Roberts, Bush Attend Red Mass At St. Matthew’s
This article is from the archive of The New York Sun before the launch of its new website in 2022. The Sun has neither altered nor updated such articles but will seek to correct any errors, mis-categorizations or other problems introduced during transfer.

WASHINGTON – Chief Justice Roberts attended a morning Mass at St. Matthew’s Cathedral here yesterday along with President Bush, other justices of the Supreme Court, and hundreds of area lawyers who had gathered for the annual “Red Mass” organized by the John Carroll Society, an organization of Catholic lawyers named after the first Catholic bishop in America and a cousin of the lone Catholic signer of the Declaration of Independence, Charles Carroll.
Chief Justice Roberts exited the newly restored cathedral with Mr. Bush, who is expected to make a decision on a replacement for Justice O’Connor sometime this week. The White House indicated over the weekend that it has consulted with about 80 senators and could make an announcement today.
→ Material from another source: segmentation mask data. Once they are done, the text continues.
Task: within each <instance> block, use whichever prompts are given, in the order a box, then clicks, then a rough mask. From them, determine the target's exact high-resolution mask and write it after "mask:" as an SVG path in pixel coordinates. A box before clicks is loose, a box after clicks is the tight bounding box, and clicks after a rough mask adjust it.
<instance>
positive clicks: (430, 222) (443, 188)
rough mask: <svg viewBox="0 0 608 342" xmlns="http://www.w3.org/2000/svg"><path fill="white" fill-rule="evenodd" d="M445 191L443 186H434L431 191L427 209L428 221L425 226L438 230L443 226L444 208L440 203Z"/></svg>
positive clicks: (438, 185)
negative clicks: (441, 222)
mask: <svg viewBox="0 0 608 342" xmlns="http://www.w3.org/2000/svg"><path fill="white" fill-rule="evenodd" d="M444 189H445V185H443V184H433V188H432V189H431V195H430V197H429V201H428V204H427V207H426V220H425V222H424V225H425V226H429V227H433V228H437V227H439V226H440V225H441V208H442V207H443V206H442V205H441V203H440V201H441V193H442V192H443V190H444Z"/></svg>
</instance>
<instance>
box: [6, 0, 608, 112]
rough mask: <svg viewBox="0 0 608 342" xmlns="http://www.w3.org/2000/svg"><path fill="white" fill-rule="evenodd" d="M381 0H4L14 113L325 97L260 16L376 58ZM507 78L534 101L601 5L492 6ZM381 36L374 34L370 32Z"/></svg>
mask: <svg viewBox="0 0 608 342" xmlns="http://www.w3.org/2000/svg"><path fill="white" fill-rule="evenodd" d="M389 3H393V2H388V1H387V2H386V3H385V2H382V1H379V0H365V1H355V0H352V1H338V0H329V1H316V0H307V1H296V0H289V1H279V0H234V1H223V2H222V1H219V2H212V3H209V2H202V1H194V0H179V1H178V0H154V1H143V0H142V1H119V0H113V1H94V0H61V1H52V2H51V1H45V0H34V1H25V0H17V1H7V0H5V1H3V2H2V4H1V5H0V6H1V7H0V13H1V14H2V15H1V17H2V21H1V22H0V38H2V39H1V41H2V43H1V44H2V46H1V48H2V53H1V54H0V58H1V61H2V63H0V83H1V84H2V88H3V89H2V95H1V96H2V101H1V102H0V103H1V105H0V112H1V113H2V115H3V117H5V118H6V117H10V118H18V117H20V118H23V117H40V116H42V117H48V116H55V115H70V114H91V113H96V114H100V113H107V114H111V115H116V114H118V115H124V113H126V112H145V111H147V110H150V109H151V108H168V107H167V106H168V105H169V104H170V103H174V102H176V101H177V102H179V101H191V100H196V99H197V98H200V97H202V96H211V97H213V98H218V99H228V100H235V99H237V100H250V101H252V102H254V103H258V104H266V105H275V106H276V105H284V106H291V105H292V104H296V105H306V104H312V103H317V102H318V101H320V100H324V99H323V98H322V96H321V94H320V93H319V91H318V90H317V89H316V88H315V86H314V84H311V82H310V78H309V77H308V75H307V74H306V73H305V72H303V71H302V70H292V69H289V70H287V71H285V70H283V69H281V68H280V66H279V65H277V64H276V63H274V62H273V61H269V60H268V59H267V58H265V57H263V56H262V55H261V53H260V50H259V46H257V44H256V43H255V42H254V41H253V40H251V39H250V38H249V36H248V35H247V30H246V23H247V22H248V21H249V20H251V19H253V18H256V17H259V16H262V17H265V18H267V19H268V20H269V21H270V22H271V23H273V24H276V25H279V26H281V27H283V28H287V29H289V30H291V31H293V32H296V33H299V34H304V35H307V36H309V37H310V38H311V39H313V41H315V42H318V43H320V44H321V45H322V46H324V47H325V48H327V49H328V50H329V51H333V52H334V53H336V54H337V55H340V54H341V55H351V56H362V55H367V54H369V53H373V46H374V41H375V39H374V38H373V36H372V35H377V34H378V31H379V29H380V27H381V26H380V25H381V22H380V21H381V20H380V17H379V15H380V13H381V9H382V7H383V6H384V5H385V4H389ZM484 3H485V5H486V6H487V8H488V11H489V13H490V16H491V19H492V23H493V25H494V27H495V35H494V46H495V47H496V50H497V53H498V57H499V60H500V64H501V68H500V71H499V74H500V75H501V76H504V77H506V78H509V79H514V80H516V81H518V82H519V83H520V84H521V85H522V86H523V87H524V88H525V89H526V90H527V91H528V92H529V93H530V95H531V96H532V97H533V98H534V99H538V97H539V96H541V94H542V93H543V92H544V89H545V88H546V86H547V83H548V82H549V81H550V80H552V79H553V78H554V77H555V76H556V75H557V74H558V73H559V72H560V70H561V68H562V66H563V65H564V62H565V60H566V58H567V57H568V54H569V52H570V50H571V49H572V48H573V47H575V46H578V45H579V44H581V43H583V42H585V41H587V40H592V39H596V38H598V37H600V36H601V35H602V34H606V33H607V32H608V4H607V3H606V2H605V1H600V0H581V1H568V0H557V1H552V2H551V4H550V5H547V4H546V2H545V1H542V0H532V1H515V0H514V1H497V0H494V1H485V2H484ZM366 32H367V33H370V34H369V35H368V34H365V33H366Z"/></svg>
Yet people close to the nomination process said the White House was still struggling yesterday to select the best suited candidate from its closely guarded shortlist of finalists.
Chief Justice Roberts set a high bar for any nominee with his calm demeanor and disarming command of constitutional law. Even more challenging for the nominee, perhaps, is that he or she is set to replace a justice who has been a longtime swing vote on the most contentious social issues of the day, Justice O’Connor.
Speculation increased late last week that the White House had whittled down its list of nominees to include a federal appeals court judge for the Third Circuit, Samuel Alito, and the White House counsel, Harriet Miers. One Senate Republican source, who asked not to be identified because of the sensitivity of the process, said an appeals court judge for the Fifth Circuit who many had thought was at the top of the list, Priscilla Owen, has asked not to be considered for the post. Ms. Owen had been blocked by Democrats from her current post for two years before a bipartisan compromise earlier this year.
Following the Red Mass, hundreds of worshippers traveled two blocks to the Capital Hilton for an awards brunch. The wife of the new chief justice, Jane Roberts, attended the event. The program listed Mrs. Roberts, a Washington attorney who specializes in technology transfer with the law firm Pillsbury Winthrop Shaw Pittman, as a member of the board of governors of the John Carroll Society. The organization’s Web site lists the wife of former Supreme Court nominee Robert Bork, Mary Ellen Bork, as historian of the society.
The John Carroll Society of Washington, D.C., has held a Red Mass on the Sunday before the Supreme Court session begins since 1928.The chaplain of the John Carroll Society, Monsignor Peter Vaghi, is the pastor of the Church of the Little Flower in Bethesda, Md., where Chief Justice Roberts and his wife are parishioners.